Dans cette exposition qui prend place à Bozar, se retrouvent près de 150 œuvres variées du peintre ostendais, dont des peintures à l’huile et des dessins sur papier. C’est ici même, à l’époque où le Palais des Beaux-Arts n’était pas encore nommé Bozar, qu’a eu lieu en 1929 la première rétrospective de grande ampleur consacrée à l’artiste. Lors de celle-ci, La gamme d’amour, composition pour un ballet de 1907, avait été jouée. Si James Ensor est surtout reconnu comme un peintre talentueux, il n’en a pas moins composé de la musique, une activité où il considérait exceller davantage encore.

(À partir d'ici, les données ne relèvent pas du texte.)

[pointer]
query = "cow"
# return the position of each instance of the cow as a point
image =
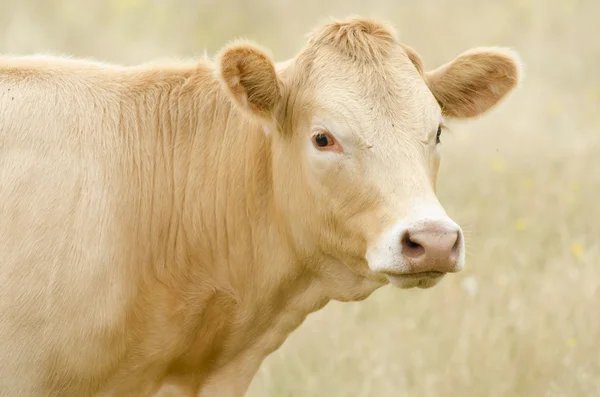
(165, 226)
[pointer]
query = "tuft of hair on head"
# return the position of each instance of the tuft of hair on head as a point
(248, 74)
(475, 81)
(361, 39)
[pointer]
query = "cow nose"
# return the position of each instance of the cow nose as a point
(432, 247)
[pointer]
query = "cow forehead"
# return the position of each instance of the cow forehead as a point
(376, 97)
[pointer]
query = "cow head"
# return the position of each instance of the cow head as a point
(355, 124)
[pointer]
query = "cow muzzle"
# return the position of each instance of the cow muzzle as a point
(418, 254)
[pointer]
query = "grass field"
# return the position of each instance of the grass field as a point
(523, 318)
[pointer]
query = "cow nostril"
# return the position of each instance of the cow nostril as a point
(456, 247)
(410, 247)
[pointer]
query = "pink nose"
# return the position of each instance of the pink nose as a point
(432, 247)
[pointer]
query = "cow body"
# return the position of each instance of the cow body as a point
(114, 278)
(144, 239)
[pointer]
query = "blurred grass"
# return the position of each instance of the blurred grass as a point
(523, 318)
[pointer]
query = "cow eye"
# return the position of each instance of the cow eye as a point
(324, 141)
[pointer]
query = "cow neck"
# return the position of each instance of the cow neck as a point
(240, 247)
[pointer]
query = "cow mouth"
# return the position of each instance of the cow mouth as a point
(417, 279)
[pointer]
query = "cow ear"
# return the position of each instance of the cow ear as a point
(475, 81)
(249, 76)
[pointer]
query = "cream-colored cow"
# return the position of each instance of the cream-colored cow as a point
(168, 226)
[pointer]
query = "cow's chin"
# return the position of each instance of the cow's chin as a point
(425, 280)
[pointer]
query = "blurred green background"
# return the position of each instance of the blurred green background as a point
(523, 318)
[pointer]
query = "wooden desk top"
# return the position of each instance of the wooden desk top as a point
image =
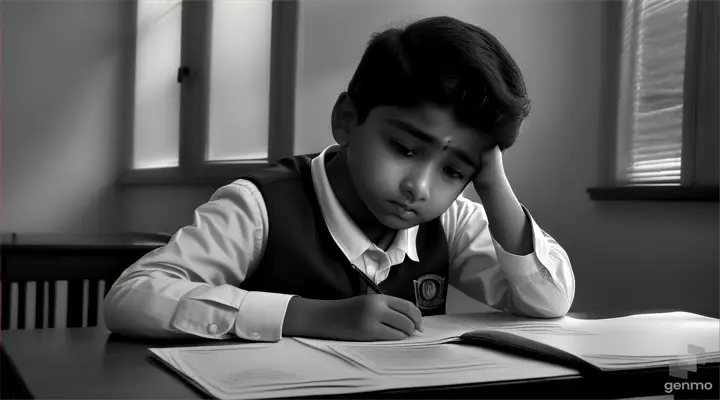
(92, 363)
(58, 241)
(79, 363)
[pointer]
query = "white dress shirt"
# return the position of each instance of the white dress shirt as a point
(190, 286)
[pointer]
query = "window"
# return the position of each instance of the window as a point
(213, 88)
(667, 100)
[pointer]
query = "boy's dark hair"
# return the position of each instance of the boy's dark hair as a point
(446, 62)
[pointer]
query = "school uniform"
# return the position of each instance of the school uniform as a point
(281, 232)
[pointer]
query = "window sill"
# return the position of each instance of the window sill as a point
(212, 177)
(655, 193)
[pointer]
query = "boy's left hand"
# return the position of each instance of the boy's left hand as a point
(492, 172)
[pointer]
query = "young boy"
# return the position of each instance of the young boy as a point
(297, 248)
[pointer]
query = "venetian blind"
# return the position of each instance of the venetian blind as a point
(651, 106)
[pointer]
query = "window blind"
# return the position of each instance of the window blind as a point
(654, 34)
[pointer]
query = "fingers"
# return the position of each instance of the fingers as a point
(398, 321)
(408, 310)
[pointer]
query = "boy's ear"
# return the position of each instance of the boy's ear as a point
(343, 119)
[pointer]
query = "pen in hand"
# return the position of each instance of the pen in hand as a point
(369, 282)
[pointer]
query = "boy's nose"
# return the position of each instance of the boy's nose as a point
(416, 186)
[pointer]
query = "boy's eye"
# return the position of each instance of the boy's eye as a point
(402, 149)
(453, 173)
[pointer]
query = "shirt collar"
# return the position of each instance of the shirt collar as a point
(351, 240)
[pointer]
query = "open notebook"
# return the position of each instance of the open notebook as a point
(452, 350)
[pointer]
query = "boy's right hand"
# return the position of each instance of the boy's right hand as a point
(371, 317)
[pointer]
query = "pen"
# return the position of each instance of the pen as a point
(367, 280)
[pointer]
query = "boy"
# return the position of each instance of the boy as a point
(303, 247)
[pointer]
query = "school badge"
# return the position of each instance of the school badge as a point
(429, 291)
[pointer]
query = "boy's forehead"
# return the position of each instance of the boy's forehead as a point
(438, 122)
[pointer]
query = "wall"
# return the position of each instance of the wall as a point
(61, 114)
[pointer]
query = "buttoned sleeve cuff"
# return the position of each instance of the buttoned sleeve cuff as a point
(208, 313)
(525, 266)
(261, 315)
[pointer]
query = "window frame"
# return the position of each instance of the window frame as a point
(194, 99)
(698, 177)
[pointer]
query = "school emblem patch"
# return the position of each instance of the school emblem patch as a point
(429, 291)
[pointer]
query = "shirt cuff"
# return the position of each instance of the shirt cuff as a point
(261, 315)
(524, 266)
(208, 314)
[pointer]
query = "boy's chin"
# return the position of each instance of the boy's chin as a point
(397, 223)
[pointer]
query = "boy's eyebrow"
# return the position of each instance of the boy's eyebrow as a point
(427, 138)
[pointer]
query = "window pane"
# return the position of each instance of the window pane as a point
(654, 41)
(157, 92)
(239, 80)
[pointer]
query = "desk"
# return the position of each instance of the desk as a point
(92, 363)
(67, 257)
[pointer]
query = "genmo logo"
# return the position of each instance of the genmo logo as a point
(682, 386)
(681, 365)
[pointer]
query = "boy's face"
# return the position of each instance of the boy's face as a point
(408, 164)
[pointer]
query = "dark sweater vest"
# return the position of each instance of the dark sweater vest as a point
(301, 258)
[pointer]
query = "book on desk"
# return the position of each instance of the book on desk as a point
(452, 350)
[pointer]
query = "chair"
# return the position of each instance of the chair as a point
(87, 265)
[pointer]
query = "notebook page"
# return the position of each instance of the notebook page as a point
(264, 370)
(642, 340)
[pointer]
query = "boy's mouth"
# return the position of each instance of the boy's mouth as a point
(403, 209)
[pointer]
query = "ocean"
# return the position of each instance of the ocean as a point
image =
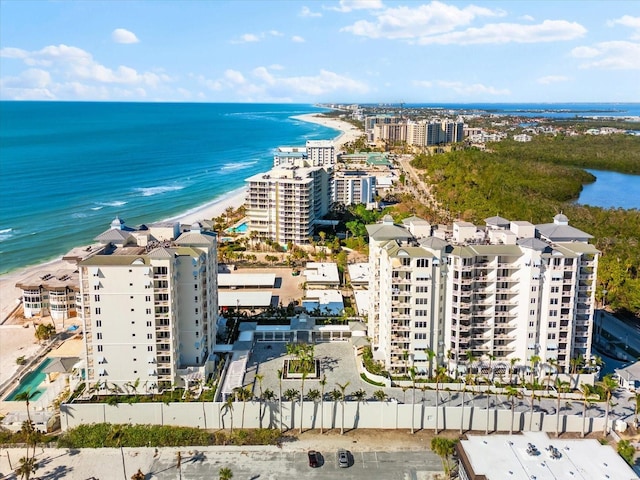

Les tableaux de James Ensor font partie de l’imaginaire belge et nombreux sont ceux qui connaissent son univers si particulier. Comme il n’hésitait pas à reproduire ses tableaux à succès, avec quelques variantes dans des versions parfois antidatées, ceux-ci figurent en plusieurs lieux, telle la fameuse (et scandaleuse) Mangeuse d’huîtres. Celle-ci n’est autre que sa sœur Mitche.
De multiples influences
Selon le commissaire de l’exposition, Xavier Tricot, "James Ensor est passé d’une tradition réalistico-impressionniste à un monde nouveau, qui est celui de son imagination débridée. Isolé dans sa tour d’ivoire, il a créé un monde imaginaire. Dans ses peintures, tous ses sens sont en éveil. Il est une icône de l’avant-garde, avec un pied dans la tradition." C’est ainsi que l’on retrouve des références explicites à la tradition populaire, à la commedia dell’arte, à Balzac - un auteur que son propre père affectionnait - ou encore à la Bible. Cet ensemble hybride fait, somme toute, "la richesse de son art", estime Xavier Tricot, qui ajoute: "Fasciné par le phénomène des masses et leur énergie, il en avait aussi peur, lui qui était un individualiste." Loin d’Ostende, ville qui l’a vu naître et grandir, Bruxelles joue un rôle majeur dans son évolution artistique. "Le monde littéraire et imaginaire d’Ensor s’y est développé grâce à la rencontre de compositeurs, de dramaturges… Abonné à des revues d’art, il est plus cultivé qu’on ne le pense. Ensor intègre tout ce qu’il a absorbé des yeux et des oreilles." Il est d’ailleurs un habitué du salon tenu par Mariette et Ernest Rousseau, lui-même professeur et recteur à l’Université Libre de Bruxelles.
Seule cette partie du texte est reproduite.